Our biggest resource is that we have a lot of employees who are Hispanic. They’ll test the foods I make and say, ‘yeah, that tastes just like my grandmother’s or my mother’s.’
We started the program at Biola University. We developed a workbook with recipes and menu ideas including the ‘do’s and don’ts’ as well as the importance of having the right condiments and using the right ingredients so flavor is never compromised.
We have a separate station here, but some accounts may do it at an existing station. The key is that if you’re going to try to do a taqueria station, you must do it right—the right toppings, a good variety of salsas and condiments, and don’t cheat with just ground beef or only one kind of salsa. Latino/Mexican food is everywhere. Your clients know you’re serving great food the minute they walk into your restaurant by the aromas and smells that come out of your kitchen.
The first step in our program was learning the different flavor profiles of chilies because some taste like sherry, others like chocolate. It’s a question of having the right combinations. Moles are also traditional in Hispanic cuisine and are very popular. They can have anywhere from 15 to 40 ingredients. One has 33 and includes Mexican chocolate, pumpkin seeds and sesame seeds.
In this program one of the biggest things we had to teach was the salsas. Not all of them are that hot and some are straight chili peppers. We use fresh ingredients and marinate, but you can’t marinate entrées too heavily. We do six to 12 salsas.
We invited several chefs to spend a day learning the program and doing a hands-on presentation so they saw the process and learned to reproduce or make changes if necessary. We got together with groups of about 20 chefs at a time, all around the country at our different accounts and talked about the different kinds of chilies and techniques for preparing them, like charring and roasting. We put together 60 different recipes and a workbook program, and then we cooked all the recipes and talked about them.
The most fun for me was working with the chefs in the kitchen and helping them understand what we were doing. One of the biggest challenges in the taqueria program was sourcing all the ingredients. Many of our vendors were able to hunt them down if they were given the time to do that. Finding the right fresh tortillas and chilies and cactus was the hardest on the East Coast and in the Midwest.

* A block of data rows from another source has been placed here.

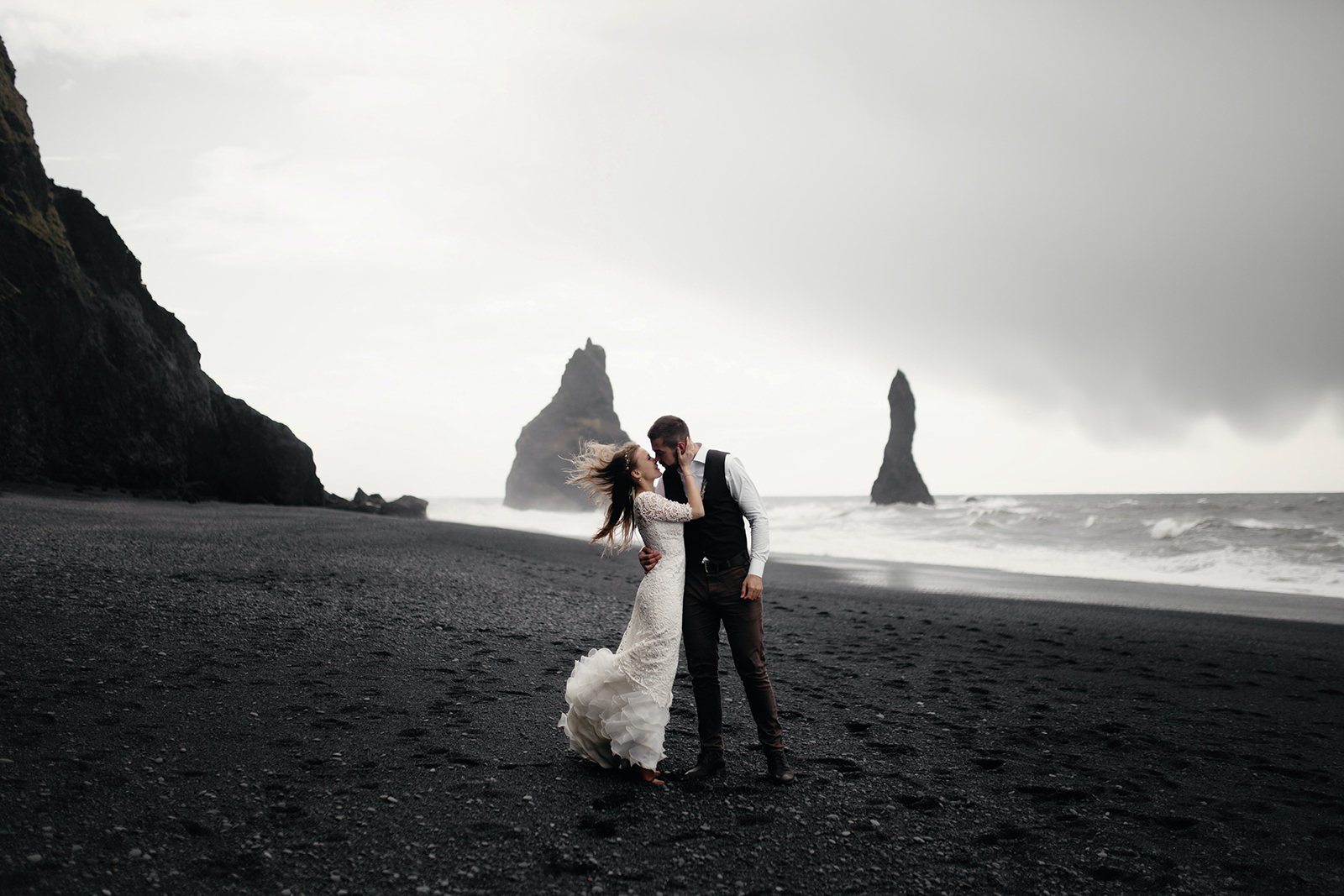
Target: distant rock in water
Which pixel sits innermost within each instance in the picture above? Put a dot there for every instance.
(580, 411)
(407, 506)
(98, 385)
(898, 479)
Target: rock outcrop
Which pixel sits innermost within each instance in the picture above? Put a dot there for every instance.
(898, 479)
(407, 506)
(98, 385)
(580, 411)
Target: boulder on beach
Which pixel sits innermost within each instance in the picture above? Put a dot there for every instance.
(407, 506)
(98, 385)
(580, 411)
(898, 479)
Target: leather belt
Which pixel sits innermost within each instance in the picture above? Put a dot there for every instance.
(714, 567)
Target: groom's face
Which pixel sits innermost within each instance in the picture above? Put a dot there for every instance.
(664, 453)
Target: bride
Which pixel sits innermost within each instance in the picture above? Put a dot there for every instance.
(618, 701)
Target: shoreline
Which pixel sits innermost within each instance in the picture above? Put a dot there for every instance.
(978, 570)
(215, 698)
(1025, 586)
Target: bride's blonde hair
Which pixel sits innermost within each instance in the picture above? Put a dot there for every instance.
(604, 473)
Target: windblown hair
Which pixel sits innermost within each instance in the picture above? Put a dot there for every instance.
(604, 473)
(669, 429)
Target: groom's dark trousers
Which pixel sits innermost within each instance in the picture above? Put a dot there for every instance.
(714, 600)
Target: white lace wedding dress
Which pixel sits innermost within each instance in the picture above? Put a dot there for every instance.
(618, 701)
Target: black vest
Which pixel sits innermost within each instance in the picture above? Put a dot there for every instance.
(719, 533)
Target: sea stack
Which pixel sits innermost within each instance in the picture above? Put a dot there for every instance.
(898, 479)
(98, 385)
(581, 411)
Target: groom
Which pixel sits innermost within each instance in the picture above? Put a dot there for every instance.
(722, 589)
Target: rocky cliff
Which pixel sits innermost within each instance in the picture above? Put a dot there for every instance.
(581, 410)
(98, 385)
(898, 479)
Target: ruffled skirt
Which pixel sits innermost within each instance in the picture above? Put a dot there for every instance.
(611, 718)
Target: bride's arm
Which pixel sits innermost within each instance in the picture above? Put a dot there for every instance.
(692, 490)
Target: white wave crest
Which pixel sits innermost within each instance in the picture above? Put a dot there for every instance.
(1169, 528)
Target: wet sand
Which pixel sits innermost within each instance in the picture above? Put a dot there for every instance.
(210, 698)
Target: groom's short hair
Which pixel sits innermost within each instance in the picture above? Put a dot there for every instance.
(669, 430)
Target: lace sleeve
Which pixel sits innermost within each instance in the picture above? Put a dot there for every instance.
(655, 506)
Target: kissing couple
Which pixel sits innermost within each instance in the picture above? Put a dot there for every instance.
(699, 577)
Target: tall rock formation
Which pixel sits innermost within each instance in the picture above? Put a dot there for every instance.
(580, 411)
(898, 479)
(98, 385)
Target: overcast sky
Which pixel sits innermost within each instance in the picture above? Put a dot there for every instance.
(1104, 241)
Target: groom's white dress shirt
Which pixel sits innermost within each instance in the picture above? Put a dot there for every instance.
(745, 493)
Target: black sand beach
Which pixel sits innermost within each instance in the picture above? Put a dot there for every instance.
(205, 699)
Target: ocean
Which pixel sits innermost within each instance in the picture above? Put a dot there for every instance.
(1284, 543)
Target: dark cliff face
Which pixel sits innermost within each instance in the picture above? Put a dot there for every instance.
(898, 479)
(98, 385)
(580, 411)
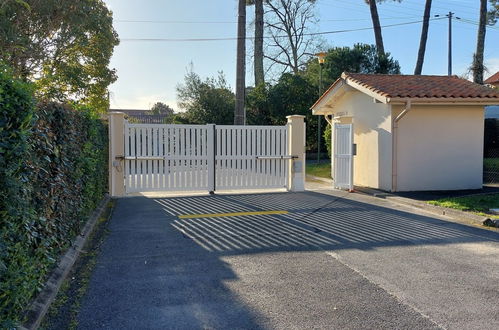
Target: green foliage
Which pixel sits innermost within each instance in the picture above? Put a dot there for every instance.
(361, 58)
(53, 172)
(206, 102)
(477, 203)
(159, 108)
(18, 266)
(64, 46)
(493, 13)
(292, 95)
(322, 170)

The response from the students was overwhelming. They could see the difference (from previous Latino food offerings on menus) immediately. It was interesting—we developed a variety of salsas from mild to hot. The most common would be the salsa fresco, which is pretty mild, but they went for the hot and spicy ones like chile de arbol. Another one was made with Cascabel chilies—they’re the size of a small apple. They can be intimidating, but they have a mellow, chocolate flavor and can be smoky and spicy. One salsa they liked was the guacamolillo salsa made with guacamole and tomatillo salsa and it’s been a hit everywhere—lots of flavor.
We want to expand the program. We’ve been concentrating on Mexican cuisine, but we might do Central America, although that will be tricky.”